Carrefour sales under pressure in France and Belgium
Mixed figures from Carrefour in Europe in the first quarter are compensated by strong results in Latin America. The retailer continues to invest in price cuts, private brands, e-commerce and customer satisfaction.
Comparable sales grew by 2.9 % to 22.7 billion euros in the first quarter of 2025, meaning Carrefour is broadly meeting expectations. Behind that figure, however, there are diverging trends: on its French home market, comparable sales fell 1.7 % as a result of a 1.3 % decline in food and 6.2 % decline in non-food. On the other hand, the retailer is gaining market share there and its NPS (the indicator of customer satisfaction) is rising. The company expects a lot from its new customer loyalty programme ‘Club Carrefour’ and continues to invest in waves of price cuts.
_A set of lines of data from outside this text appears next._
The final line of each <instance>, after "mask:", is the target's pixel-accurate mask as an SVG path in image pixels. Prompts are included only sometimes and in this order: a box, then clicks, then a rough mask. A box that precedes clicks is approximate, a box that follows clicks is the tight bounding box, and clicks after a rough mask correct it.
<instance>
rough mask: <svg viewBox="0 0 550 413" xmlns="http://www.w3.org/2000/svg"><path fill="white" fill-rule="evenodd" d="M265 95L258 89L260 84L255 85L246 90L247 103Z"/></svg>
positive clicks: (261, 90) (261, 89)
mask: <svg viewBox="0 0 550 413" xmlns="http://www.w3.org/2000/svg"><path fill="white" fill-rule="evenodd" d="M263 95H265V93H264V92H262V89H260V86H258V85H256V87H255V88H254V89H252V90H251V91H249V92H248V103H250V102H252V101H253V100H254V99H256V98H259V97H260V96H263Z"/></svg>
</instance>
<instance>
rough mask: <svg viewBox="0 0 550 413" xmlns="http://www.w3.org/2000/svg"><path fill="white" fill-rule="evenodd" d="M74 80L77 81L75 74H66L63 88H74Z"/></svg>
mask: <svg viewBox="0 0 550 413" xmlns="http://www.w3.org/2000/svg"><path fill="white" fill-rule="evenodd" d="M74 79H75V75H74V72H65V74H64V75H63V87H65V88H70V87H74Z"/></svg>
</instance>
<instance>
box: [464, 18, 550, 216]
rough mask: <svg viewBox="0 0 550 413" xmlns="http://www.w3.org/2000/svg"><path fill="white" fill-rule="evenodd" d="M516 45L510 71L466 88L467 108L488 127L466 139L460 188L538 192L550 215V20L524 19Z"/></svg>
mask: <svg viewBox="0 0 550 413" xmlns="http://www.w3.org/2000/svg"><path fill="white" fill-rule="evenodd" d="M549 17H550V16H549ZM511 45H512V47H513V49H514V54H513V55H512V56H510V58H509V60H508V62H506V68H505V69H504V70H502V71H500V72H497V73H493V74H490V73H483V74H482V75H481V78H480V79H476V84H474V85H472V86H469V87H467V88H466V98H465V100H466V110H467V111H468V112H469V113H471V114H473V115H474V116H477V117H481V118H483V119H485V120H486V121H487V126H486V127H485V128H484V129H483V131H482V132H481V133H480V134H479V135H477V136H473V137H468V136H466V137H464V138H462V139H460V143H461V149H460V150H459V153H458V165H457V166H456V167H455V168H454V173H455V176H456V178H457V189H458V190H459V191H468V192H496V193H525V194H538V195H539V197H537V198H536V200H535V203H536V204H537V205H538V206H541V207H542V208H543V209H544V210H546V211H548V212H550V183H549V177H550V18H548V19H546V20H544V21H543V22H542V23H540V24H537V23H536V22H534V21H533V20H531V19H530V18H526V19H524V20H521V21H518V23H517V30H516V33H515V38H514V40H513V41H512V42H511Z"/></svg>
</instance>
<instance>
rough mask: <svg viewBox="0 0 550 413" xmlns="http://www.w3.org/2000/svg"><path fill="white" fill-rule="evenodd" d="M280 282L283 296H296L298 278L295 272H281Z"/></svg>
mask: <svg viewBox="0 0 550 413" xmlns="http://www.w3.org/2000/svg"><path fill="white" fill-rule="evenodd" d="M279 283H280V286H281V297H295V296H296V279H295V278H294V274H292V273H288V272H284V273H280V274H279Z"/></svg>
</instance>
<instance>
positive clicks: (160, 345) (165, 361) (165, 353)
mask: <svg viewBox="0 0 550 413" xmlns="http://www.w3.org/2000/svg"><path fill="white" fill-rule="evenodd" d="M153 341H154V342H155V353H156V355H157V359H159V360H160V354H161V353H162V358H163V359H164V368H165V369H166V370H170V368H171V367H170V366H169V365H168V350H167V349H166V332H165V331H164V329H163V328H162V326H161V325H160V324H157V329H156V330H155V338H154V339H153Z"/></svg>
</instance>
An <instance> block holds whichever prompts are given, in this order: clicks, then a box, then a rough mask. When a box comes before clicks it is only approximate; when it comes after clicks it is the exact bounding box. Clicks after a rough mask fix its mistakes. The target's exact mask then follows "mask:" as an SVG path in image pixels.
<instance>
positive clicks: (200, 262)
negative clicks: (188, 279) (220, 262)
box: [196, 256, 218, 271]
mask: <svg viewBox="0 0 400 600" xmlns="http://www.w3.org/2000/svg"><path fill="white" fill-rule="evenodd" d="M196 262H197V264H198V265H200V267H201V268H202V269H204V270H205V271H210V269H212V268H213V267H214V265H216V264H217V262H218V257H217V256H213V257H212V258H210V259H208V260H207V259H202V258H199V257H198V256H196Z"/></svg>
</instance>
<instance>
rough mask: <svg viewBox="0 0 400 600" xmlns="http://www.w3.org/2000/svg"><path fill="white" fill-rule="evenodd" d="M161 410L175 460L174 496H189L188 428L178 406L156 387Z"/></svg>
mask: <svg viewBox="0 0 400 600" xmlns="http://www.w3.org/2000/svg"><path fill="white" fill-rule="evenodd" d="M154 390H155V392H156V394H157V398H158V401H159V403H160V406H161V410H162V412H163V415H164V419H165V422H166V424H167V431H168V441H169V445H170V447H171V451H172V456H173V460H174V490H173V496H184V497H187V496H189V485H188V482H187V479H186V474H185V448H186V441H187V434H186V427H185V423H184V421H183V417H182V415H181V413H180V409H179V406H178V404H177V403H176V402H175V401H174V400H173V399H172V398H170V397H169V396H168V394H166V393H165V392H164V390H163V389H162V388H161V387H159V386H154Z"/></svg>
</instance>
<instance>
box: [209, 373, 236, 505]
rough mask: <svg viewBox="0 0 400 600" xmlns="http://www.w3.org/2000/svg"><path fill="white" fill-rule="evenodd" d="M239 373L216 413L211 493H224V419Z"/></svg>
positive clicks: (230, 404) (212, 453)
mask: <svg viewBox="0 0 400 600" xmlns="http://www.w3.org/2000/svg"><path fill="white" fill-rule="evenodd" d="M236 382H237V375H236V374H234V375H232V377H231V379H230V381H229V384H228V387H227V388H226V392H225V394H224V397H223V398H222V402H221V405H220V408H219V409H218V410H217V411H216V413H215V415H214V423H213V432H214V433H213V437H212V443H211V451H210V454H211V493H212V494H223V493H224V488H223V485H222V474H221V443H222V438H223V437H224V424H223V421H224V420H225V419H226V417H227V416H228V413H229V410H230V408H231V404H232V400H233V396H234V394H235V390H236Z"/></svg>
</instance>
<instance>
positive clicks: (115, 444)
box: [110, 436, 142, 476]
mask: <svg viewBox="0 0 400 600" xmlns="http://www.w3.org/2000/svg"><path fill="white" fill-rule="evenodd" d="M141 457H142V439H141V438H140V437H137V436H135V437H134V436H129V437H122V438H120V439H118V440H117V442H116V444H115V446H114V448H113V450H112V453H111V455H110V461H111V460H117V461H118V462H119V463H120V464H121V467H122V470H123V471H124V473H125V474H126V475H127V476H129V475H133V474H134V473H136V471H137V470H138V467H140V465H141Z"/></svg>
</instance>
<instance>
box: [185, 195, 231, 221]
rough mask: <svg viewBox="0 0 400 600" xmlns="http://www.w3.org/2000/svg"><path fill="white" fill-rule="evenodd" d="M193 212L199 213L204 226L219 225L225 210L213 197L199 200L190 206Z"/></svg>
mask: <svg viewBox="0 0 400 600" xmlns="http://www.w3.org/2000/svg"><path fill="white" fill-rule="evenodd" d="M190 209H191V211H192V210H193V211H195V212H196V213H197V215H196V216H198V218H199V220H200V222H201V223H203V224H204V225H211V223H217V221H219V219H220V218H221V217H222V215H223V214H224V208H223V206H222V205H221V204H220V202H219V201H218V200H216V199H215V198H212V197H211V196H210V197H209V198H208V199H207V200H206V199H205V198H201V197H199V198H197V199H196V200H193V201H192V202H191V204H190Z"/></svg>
Comparable sales were also down in Belgium, by 1.1 %. The Belgian market is still characterised by fierce competition and the effects of Sunday openings by competitors, the retailer says. A general national strike at the end of March also had an impact on sales. “In this demanding context, Carrefour continues its ambitious commercial and financial policy with determination, including by continuing to invest in its competitiveness. In this way, it was also able to achieve higher customer satisfaction in all its formats”, the company states.
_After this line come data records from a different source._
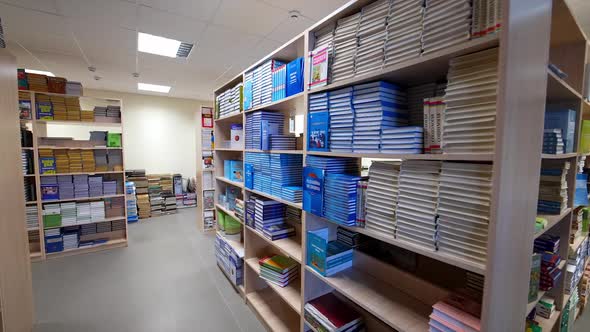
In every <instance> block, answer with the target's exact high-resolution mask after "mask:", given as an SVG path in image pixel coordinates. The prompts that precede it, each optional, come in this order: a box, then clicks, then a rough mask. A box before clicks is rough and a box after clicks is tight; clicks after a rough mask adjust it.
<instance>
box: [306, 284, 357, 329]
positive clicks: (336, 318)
mask: <svg viewBox="0 0 590 332" xmlns="http://www.w3.org/2000/svg"><path fill="white" fill-rule="evenodd" d="M303 310H304V313H303V317H304V319H305V323H306V324H307V325H309V326H311V327H312V328H313V329H314V331H350V332H354V331H364V323H363V318H362V316H361V315H360V314H359V313H358V312H357V311H356V310H354V308H353V307H351V306H350V305H349V304H348V303H346V302H345V301H342V300H341V299H340V298H339V297H337V296H336V295H334V293H327V294H324V295H322V296H320V297H318V298H315V299H313V300H311V301H309V302H308V303H306V304H305V306H304V307H303Z"/></svg>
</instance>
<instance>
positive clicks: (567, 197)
mask: <svg viewBox="0 0 590 332" xmlns="http://www.w3.org/2000/svg"><path fill="white" fill-rule="evenodd" d="M569 169H570V162H568V161H566V162H560V163H559V164H557V163H556V164H553V165H548V164H547V163H544V164H543V166H542V167H541V178H540V183H539V199H538V201H537V213H539V214H561V213H563V211H565V209H567V203H568V193H567V190H568V185H567V173H568V171H569Z"/></svg>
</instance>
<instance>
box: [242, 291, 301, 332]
mask: <svg viewBox="0 0 590 332" xmlns="http://www.w3.org/2000/svg"><path fill="white" fill-rule="evenodd" d="M246 302H247V303H248V305H250V307H251V308H252V309H253V310H254V312H255V313H256V315H257V316H258V318H259V319H260V321H261V322H262V323H263V324H264V325H266V327H267V328H268V330H269V331H273V332H282V331H285V332H292V331H299V329H300V316H299V315H297V313H296V312H294V311H293V310H292V309H291V307H290V306H289V305H288V304H287V303H285V302H284V301H283V299H281V298H280V297H279V295H278V294H277V293H275V292H274V291H273V290H272V289H270V288H265V289H263V290H258V291H254V292H251V293H249V294H247V295H246Z"/></svg>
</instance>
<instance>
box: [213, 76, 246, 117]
mask: <svg viewBox="0 0 590 332" xmlns="http://www.w3.org/2000/svg"><path fill="white" fill-rule="evenodd" d="M242 93H243V84H242V83H239V84H238V85H236V86H234V87H233V88H231V89H228V90H226V91H224V92H222V93H220V94H219V95H218V96H217V97H216V98H215V102H216V104H217V111H218V114H216V115H217V118H223V117H226V116H229V115H232V114H235V113H240V112H241V111H242Z"/></svg>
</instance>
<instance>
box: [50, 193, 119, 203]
mask: <svg viewBox="0 0 590 332" xmlns="http://www.w3.org/2000/svg"><path fill="white" fill-rule="evenodd" d="M115 197H125V195H123V194H121V195H109V196H95V197H85V198H70V199H49V200H44V201H41V203H43V204H45V203H61V202H83V201H92V200H95V199H104V198H115Z"/></svg>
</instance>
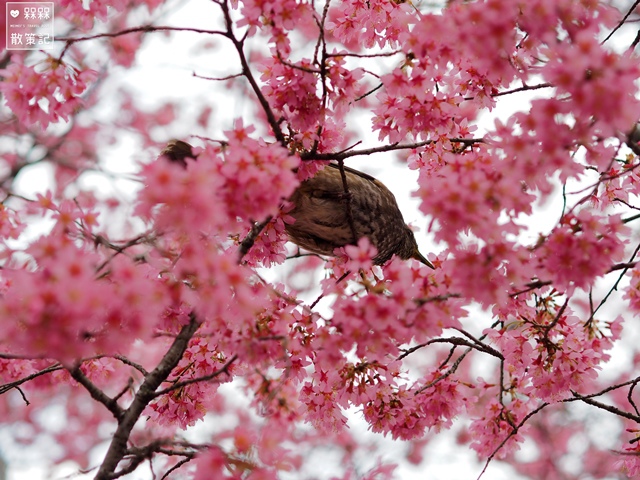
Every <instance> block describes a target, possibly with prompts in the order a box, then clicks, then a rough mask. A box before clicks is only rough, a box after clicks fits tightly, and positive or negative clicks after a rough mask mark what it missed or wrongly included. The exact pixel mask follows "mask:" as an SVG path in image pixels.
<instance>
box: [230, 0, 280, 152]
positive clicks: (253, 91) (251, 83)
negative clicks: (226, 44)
mask: <svg viewBox="0 0 640 480" xmlns="http://www.w3.org/2000/svg"><path fill="white" fill-rule="evenodd" d="M219 5H220V8H221V9H222V13H223V15H224V20H225V25H226V29H227V31H226V32H225V33H224V35H225V36H226V37H227V38H228V39H229V40H231V42H232V43H233V46H234V47H235V49H236V52H238V57H239V58H240V64H241V65H242V74H243V75H244V76H245V77H247V80H248V81H249V84H250V85H251V89H252V90H253V93H254V94H255V96H256V97H257V98H258V102H260V106H261V107H262V110H264V113H265V115H266V116H267V121H268V122H269V126H271V130H273V135H274V136H275V137H276V140H277V141H278V142H279V143H280V144H281V145H282V146H283V147H286V141H285V138H284V134H283V133H282V130H281V129H280V124H279V123H278V120H277V119H276V117H275V115H274V114H273V110H271V106H270V105H269V102H268V101H267V99H266V98H265V96H264V95H263V94H262V90H260V86H259V85H258V82H256V79H255V78H254V76H253V73H251V68H250V67H249V62H248V61H247V57H246V56H245V54H244V38H243V39H240V40H238V39H237V38H236V36H235V35H234V34H233V20H232V19H231V14H230V12H229V5H227V3H226V2H221V3H220V4H219Z"/></svg>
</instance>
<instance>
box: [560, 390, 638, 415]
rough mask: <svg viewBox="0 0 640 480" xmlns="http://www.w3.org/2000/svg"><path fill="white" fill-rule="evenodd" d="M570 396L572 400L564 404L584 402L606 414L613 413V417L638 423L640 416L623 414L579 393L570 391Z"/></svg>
mask: <svg viewBox="0 0 640 480" xmlns="http://www.w3.org/2000/svg"><path fill="white" fill-rule="evenodd" d="M571 394H572V395H573V398H570V399H567V400H564V402H569V401H575V400H579V401H581V402H584V403H586V404H588V405H592V406H594V407H598V408H600V409H602V410H606V411H607V412H610V413H613V414H614V415H618V416H619V417H623V418H626V419H628V420H631V421H634V422H636V423H640V416H638V415H633V414H632V413H629V412H625V411H624V410H620V409H619V408H617V407H614V406H612V405H607V404H606V403H602V402H598V401H597V400H594V399H593V398H591V397H590V396H587V397H584V396H582V395H580V394H579V393H577V392H574V391H573V390H572V391H571Z"/></svg>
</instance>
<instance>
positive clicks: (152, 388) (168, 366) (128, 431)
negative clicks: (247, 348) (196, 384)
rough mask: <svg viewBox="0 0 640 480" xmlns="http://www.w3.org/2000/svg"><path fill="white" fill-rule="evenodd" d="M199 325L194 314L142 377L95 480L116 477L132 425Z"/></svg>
mask: <svg viewBox="0 0 640 480" xmlns="http://www.w3.org/2000/svg"><path fill="white" fill-rule="evenodd" d="M199 326H200V323H199V322H198V320H197V319H196V316H195V314H193V313H192V314H191V315H190V321H189V323H188V324H187V325H185V326H184V327H182V329H181V330H180V333H179V334H178V335H177V336H176V338H175V340H174V342H173V344H172V345H171V347H170V348H169V350H168V351H167V353H166V354H165V355H164V357H163V358H162V360H161V361H160V363H159V364H158V366H157V367H156V368H155V369H154V370H153V371H152V372H150V373H149V374H148V375H147V376H146V377H145V380H144V382H143V383H142V385H140V388H139V389H138V391H137V393H136V395H135V397H134V399H133V402H131V405H129V408H127V409H126V410H125V411H124V413H123V415H122V416H121V418H120V419H119V420H118V428H117V429H116V432H115V434H114V435H113V437H112V439H111V444H110V445H109V449H108V450H107V454H106V455H105V458H104V461H103V462H102V465H100V469H99V470H98V473H97V474H96V477H95V480H111V479H113V478H116V477H117V476H118V475H119V474H118V473H117V472H116V468H117V467H118V464H119V463H120V461H121V460H122V459H123V457H124V455H125V454H126V451H127V442H128V441H129V436H130V435H131V430H132V429H133V426H134V425H135V424H136V422H137V421H138V419H139V418H140V415H142V412H143V411H144V409H145V408H146V407H147V405H148V404H149V402H150V401H151V400H153V398H155V392H156V390H157V389H158V387H159V386H160V385H161V384H162V382H164V381H165V380H166V379H167V377H168V376H169V374H170V373H171V371H172V370H173V369H174V368H175V367H176V365H178V362H179V361H180V359H181V358H182V355H183V354H184V352H185V350H186V349H187V347H188V345H189V340H190V339H191V338H192V337H193V335H194V334H195V332H196V330H197V329H198V327H199Z"/></svg>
Elsewhere in Europe, the retailer posted varying results. It did well in Spain, where sales rose 1.4 %, and in Romania, where progress was 2.7 %. The chain’s performance in Italy (- 1.7 %) and Poland (- 1.9 %) was less convincing. The best news came from Latin America, with Brazilian sales up 5.4 %, mainly thanks to strong performance by price-fighter formula Atacadão. In Argentina, there was even a 51.5 % growth.
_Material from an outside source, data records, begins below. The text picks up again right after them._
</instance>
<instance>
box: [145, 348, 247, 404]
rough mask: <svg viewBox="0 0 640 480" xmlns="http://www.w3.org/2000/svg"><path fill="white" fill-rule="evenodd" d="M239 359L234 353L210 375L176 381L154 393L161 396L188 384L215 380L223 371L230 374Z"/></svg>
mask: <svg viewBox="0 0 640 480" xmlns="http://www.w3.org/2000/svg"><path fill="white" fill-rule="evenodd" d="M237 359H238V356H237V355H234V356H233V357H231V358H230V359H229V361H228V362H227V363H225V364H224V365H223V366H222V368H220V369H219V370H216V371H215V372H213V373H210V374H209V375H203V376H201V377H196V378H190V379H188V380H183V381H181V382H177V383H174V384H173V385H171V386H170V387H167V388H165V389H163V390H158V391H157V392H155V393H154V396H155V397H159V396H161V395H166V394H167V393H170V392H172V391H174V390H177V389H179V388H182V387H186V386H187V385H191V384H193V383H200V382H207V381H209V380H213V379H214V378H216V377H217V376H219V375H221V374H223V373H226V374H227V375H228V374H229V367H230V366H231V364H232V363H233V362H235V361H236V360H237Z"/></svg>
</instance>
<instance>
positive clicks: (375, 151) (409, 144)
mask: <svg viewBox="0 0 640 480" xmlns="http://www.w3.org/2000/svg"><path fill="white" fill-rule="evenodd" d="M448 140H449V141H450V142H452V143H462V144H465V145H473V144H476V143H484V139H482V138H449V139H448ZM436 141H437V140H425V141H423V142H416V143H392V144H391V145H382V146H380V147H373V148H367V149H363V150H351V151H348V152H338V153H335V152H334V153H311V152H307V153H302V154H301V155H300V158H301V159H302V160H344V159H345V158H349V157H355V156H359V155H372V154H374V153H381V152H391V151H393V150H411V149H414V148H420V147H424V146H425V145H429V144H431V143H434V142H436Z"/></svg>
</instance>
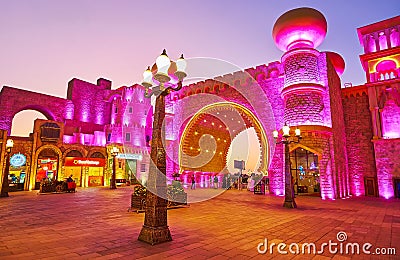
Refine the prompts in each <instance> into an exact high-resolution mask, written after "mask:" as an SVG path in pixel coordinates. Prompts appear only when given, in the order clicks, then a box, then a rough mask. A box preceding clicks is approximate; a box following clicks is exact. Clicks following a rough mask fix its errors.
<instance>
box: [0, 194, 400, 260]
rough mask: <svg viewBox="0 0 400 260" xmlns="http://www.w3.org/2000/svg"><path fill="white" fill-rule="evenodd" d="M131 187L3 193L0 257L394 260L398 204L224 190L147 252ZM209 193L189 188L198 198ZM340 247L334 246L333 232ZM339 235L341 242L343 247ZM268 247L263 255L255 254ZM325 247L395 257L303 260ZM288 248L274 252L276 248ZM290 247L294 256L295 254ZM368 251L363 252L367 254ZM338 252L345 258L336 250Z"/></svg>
mask: <svg viewBox="0 0 400 260" xmlns="http://www.w3.org/2000/svg"><path fill="white" fill-rule="evenodd" d="M132 190H133V188H132V187H121V188H118V189H117V190H109V189H107V188H104V187H102V188H82V189H78V192H77V193H72V194H67V193H64V194H46V195H37V191H31V192H27V191H25V192H15V193H10V197H9V198H0V259H92V258H99V259H116V258H119V259H139V258H142V259H165V258H171V259H187V258H190V259H230V258H232V259H249V258H255V259H270V258H275V259H281V258H290V259H291V258H294V259H310V258H314V259H330V258H333V259H350V258H352V259H369V258H372V259H378V258H380V259H400V200H398V199H394V200H384V199H380V198H368V197H363V198H350V199H346V200H335V201H323V200H321V199H320V198H318V197H308V196H298V197H297V198H296V201H297V204H298V208H297V209H286V208H283V207H282V204H283V197H277V196H272V195H255V194H252V193H251V192H249V191H246V190H243V191H238V190H228V191H226V192H224V193H222V194H220V195H218V196H217V197H214V198H213V199H210V200H206V201H203V202H200V203H192V204H191V205H190V206H189V207H187V208H179V209H171V210H168V223H169V227H170V230H171V233H172V236H173V241H172V242H167V243H163V244H159V245H155V246H150V245H148V244H145V243H143V242H140V241H138V240H137V237H138V235H139V232H140V230H141V226H142V224H143V218H144V213H139V214H138V213H134V212H129V211H128V207H129V205H130V196H131V193H132ZM212 192H214V193H216V190H206V189H204V190H201V189H196V190H188V193H189V197H202V196H203V194H204V193H212ZM215 195H217V194H215ZM339 232H345V234H344V233H340V234H341V238H340V239H342V240H341V241H342V242H341V243H339V242H338V233H339ZM345 235H347V239H346V240H344V239H345V238H346V237H345ZM266 240H267V244H268V250H267V252H265V254H261V253H259V252H258V250H257V247H258V245H259V244H260V243H261V245H260V246H259V249H260V250H261V251H263V249H264V245H265V241H266ZM329 240H331V241H333V242H337V243H338V244H337V245H338V246H337V247H336V248H338V250H339V245H340V244H342V245H343V248H344V247H345V246H346V243H359V244H360V246H362V245H363V244H365V243H370V244H372V248H370V250H369V251H371V252H374V249H375V248H377V247H379V248H396V250H397V256H380V257H378V256H376V255H365V254H360V255H353V254H345V253H343V254H340V253H337V254H331V253H330V252H329V250H328V248H327V247H325V248H324V249H325V250H321V254H316V255H314V254H307V252H306V254H302V253H301V248H302V245H304V244H305V243H314V244H315V245H316V246H317V251H320V245H322V244H323V243H328V242H329ZM272 243H275V244H276V245H277V244H279V243H285V244H286V245H287V246H286V247H285V248H282V250H281V251H286V252H288V254H287V255H282V254H280V253H278V249H277V247H276V246H275V247H274V246H273V247H272V250H273V251H272V254H271V253H270V251H269V250H270V246H271V244H272ZM296 244H297V245H299V248H300V253H299V254H293V253H290V251H289V249H288V248H289V246H290V249H291V250H292V252H294V253H295V252H296ZM367 249H368V248H367ZM343 252H345V251H344V250H343Z"/></svg>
Strategic initiatives continue to bear fruit, the company says. The sales share of private brands continues to rise: it now stands at 38 %, up from 37 % a year ago. Gross e-commerce sales were up 19 %. NPS advanced 3 % thanks to an improved price image. CEO Alexandre Bompard sees that the effort on purchasing power and customer satisfaction is paying off, confirming the financial outlook for the full year.